Why Treasury Shielded Frannie’s Sub Debt

Yet another peculiarity of the credit crunch: the WSJ editorial page seems to be in full agreement with Nouriel Roubini. The subject: Frannie’s sub debt, which was shielded from any haircut by Hank Paulson’s bailout.

In structuring his rescue, Treasury Secretary Henry Paulson gave a haircut to holders of both common and preferred stock. In the process, he socked it to many small banks that had much of their capital in Fan or Fred shares. He was right to do so, and he should have wiped them out given how much those holders had profited over the years from a government guarantee. But, strangely, Mr. Paulson also decided to give Fan and Fred’s subordinated debt holders an entirely free pass. Why?

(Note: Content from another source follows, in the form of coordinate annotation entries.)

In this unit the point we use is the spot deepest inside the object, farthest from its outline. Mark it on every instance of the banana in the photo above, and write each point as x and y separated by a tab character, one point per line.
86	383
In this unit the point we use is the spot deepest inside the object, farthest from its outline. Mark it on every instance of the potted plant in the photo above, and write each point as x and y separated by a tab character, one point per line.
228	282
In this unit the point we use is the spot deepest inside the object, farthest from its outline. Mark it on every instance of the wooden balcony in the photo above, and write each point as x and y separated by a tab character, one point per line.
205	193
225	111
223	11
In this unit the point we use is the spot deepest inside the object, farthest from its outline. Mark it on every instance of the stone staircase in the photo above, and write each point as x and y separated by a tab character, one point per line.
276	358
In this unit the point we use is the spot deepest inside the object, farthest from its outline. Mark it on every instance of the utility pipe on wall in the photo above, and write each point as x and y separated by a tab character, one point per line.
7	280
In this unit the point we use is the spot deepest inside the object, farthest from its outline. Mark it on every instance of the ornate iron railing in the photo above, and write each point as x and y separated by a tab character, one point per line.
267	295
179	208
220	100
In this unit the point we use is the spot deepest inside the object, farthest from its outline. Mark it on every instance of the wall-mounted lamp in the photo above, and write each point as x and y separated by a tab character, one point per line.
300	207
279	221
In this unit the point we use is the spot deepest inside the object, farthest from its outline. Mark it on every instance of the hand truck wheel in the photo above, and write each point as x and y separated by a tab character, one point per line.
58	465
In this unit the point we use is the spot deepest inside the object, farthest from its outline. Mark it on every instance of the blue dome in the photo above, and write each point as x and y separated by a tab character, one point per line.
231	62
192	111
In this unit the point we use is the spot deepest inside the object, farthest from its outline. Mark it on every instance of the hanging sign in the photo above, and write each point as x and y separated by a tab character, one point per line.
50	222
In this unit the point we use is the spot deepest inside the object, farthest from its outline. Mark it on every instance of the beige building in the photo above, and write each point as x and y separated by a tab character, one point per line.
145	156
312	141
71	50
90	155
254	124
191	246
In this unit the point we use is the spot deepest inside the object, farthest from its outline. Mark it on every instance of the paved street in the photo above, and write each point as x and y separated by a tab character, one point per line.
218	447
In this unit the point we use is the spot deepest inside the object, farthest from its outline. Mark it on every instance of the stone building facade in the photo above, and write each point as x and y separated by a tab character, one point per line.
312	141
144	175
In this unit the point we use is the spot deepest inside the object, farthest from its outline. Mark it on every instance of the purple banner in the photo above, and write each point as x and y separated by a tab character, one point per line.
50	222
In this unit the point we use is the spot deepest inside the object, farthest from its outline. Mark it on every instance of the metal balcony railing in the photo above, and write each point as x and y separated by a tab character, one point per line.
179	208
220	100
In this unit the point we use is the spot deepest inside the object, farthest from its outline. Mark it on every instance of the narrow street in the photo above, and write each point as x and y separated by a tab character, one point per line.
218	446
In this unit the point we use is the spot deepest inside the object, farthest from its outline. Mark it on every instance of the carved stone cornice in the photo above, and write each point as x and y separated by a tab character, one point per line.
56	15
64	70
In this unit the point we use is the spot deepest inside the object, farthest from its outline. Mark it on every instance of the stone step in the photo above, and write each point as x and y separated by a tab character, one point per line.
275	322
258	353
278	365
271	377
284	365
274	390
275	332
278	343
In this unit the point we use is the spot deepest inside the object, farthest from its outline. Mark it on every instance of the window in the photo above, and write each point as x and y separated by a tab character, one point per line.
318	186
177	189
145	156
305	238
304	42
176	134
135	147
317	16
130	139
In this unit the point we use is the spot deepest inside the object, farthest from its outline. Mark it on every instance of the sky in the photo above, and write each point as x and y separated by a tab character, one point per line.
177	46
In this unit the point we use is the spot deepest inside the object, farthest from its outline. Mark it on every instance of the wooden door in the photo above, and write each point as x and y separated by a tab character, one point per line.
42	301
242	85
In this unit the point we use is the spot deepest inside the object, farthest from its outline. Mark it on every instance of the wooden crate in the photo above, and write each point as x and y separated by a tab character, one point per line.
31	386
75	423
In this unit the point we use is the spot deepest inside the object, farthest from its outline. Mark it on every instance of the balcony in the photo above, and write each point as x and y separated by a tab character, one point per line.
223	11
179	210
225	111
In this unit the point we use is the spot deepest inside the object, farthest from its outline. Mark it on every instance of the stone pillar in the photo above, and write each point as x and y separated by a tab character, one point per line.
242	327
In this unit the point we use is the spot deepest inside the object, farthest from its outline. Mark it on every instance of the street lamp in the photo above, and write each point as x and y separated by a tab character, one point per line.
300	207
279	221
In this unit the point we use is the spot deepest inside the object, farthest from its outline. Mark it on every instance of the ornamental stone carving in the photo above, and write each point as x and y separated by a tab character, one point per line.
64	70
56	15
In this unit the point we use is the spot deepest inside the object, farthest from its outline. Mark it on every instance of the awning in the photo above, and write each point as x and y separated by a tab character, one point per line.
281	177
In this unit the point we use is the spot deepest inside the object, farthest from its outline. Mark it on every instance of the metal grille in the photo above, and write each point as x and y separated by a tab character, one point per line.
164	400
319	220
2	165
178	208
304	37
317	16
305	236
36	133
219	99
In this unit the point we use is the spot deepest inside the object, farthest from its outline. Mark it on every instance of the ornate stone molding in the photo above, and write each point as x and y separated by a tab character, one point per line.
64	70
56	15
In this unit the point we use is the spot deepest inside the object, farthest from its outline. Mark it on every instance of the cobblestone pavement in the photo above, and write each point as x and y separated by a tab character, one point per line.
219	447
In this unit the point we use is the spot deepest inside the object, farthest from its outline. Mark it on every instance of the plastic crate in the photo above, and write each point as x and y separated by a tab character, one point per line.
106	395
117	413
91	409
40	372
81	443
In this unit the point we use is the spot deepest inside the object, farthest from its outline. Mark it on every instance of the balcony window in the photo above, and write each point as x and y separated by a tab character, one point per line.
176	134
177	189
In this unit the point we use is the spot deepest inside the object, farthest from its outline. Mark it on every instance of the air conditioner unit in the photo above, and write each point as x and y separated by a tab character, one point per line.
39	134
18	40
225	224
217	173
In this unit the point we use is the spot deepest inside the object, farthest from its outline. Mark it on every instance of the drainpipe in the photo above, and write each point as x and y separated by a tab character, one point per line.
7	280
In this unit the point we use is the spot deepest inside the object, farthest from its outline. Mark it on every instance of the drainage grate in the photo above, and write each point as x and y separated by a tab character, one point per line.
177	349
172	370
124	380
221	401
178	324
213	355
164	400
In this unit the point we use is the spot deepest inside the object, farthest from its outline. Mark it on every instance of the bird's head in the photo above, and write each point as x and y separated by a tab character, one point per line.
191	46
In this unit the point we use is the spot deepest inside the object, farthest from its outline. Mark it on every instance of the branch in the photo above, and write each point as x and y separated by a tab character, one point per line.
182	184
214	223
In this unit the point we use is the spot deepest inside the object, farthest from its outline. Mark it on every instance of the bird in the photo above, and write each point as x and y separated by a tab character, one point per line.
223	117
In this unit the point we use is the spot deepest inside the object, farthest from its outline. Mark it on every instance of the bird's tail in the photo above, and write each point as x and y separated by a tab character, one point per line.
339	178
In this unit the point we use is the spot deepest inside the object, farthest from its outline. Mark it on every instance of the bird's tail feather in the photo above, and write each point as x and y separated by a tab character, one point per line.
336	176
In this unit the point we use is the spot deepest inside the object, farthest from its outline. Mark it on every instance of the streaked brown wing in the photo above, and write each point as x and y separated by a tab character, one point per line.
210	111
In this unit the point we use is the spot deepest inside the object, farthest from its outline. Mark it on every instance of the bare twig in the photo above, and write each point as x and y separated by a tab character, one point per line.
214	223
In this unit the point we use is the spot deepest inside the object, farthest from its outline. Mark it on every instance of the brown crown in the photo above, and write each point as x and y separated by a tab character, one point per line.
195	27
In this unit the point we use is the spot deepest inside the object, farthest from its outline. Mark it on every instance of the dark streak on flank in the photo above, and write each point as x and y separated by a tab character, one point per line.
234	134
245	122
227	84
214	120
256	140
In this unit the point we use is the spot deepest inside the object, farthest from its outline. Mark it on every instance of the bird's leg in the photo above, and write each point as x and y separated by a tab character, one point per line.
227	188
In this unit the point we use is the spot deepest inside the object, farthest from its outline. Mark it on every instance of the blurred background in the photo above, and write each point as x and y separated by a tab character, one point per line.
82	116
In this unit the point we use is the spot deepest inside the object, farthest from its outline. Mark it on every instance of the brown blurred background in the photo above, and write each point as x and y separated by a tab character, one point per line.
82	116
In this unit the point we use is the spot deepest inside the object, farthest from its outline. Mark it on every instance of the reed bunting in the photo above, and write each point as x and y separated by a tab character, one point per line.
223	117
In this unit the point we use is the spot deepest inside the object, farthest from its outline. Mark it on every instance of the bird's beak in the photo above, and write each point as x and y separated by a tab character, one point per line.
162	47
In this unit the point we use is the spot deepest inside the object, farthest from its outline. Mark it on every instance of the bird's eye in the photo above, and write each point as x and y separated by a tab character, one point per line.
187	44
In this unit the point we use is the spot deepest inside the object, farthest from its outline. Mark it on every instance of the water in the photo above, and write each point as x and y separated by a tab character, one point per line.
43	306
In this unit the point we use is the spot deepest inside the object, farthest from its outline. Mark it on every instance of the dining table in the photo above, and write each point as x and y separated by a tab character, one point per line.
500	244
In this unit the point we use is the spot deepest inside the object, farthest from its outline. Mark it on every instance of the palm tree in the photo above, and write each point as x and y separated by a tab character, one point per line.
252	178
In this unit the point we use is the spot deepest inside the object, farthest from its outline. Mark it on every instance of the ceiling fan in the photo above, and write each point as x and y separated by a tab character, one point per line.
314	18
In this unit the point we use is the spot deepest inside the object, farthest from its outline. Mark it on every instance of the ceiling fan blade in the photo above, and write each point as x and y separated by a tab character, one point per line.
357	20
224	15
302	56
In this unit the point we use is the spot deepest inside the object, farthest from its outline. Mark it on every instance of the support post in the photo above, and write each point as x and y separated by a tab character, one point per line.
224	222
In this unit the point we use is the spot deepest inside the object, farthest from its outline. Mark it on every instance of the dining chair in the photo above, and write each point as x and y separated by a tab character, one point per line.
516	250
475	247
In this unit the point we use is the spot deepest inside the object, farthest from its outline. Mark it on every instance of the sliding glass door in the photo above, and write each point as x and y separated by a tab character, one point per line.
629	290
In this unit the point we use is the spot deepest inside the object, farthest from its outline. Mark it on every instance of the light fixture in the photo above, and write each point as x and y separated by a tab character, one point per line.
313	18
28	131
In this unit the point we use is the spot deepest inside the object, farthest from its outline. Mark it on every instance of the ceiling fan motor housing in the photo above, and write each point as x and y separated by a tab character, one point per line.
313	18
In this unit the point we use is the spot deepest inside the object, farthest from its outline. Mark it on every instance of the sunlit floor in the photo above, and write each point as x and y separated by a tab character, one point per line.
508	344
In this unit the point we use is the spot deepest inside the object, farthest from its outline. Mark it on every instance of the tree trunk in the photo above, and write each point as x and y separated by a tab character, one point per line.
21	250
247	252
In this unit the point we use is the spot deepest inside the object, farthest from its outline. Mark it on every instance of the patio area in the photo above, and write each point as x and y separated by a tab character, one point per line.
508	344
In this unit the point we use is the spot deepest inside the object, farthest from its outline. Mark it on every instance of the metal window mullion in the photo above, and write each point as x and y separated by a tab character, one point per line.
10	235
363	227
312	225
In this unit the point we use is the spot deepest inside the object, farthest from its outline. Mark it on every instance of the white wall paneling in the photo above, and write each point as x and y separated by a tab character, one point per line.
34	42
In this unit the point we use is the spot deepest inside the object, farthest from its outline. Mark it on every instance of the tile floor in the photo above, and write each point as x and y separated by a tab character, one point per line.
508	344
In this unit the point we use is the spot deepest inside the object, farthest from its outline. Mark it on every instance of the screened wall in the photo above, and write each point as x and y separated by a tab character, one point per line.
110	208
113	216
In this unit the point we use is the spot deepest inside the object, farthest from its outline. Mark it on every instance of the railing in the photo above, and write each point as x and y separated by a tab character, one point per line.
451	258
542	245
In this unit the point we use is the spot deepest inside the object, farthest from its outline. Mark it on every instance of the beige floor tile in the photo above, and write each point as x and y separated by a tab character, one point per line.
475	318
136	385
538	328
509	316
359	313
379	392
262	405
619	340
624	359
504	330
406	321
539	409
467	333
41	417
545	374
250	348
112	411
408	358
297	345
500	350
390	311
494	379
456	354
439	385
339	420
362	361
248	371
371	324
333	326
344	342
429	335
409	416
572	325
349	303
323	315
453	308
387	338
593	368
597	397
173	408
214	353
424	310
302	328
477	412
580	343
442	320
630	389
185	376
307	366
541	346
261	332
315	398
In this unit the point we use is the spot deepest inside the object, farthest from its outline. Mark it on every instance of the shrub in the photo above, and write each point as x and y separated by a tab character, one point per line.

I asked that question myself on Tuesday, and got two extremely good answers in response. Here’s dsquared:

Subordinated debt is debt, it’s not equity and it’s not preferred equity. You can’t put an insolvent company into conservatorship and you can’t keep a company solvent while defaulting on its debt. A conservatorship doesn’t allow you to arbitrarily draw a line in the capital structure.

And here’s John Hempton:

An equity holder who has their dividends suspended cannot make a bankruptcy filing. A preferred holder cannot make a bankruptcy filing.

A subordinated holder can make a bankruptcy filing.

That power is a good reason why you would honour their capital.

Meanwhile, the WSJ’s editorialists seem to have asked Treasury directly:

Treasury’s explanation is that it had to do this to reassure the world’s holders of Fan and Fred senior debt. The argument seems to be that if subordinated debt holders took a loss, then senior debt holders might panic and run. And reassuring the Chinese and other holders of Fannie senior debt is the main point of this bailout.

All of these answers seem vaguely reasonable to me. I don’t know if there is One Big Reason for the sub-debt bailout, but the editorial does point to one other small reason: there’s "only" $15 billion in sub debt outstanding, less than 1% of Frannie senior obligations. If you imposed say a 20% haircut, that would get you $3 billion: hardly chump change, but not enough to make much of a difference to the Fannie and Freddie balance sheets.

My feeling is that after taking all the above considerations into account, Paulson came to the conclusion that attacking sub-debt holders was simply more trouble than it was worth. There’s a German concept called Anstaltslast, which holds that if an entity is owned by the government, it will meet all its obligations. The idea that the GSEs would be taken over by the Treasury and then immediately default on their subordinated debt — even though there was no indication of any imminent default when they were public companies — is definitely a bit weird.

So although for moral hazard reasons it might have been nice to impose a haircut, I can see how sheltering the sub debt might have been a much more practical course of action — especially since all the decisions needed to be made in one weekend and the conservatorship was complicated enough as it was.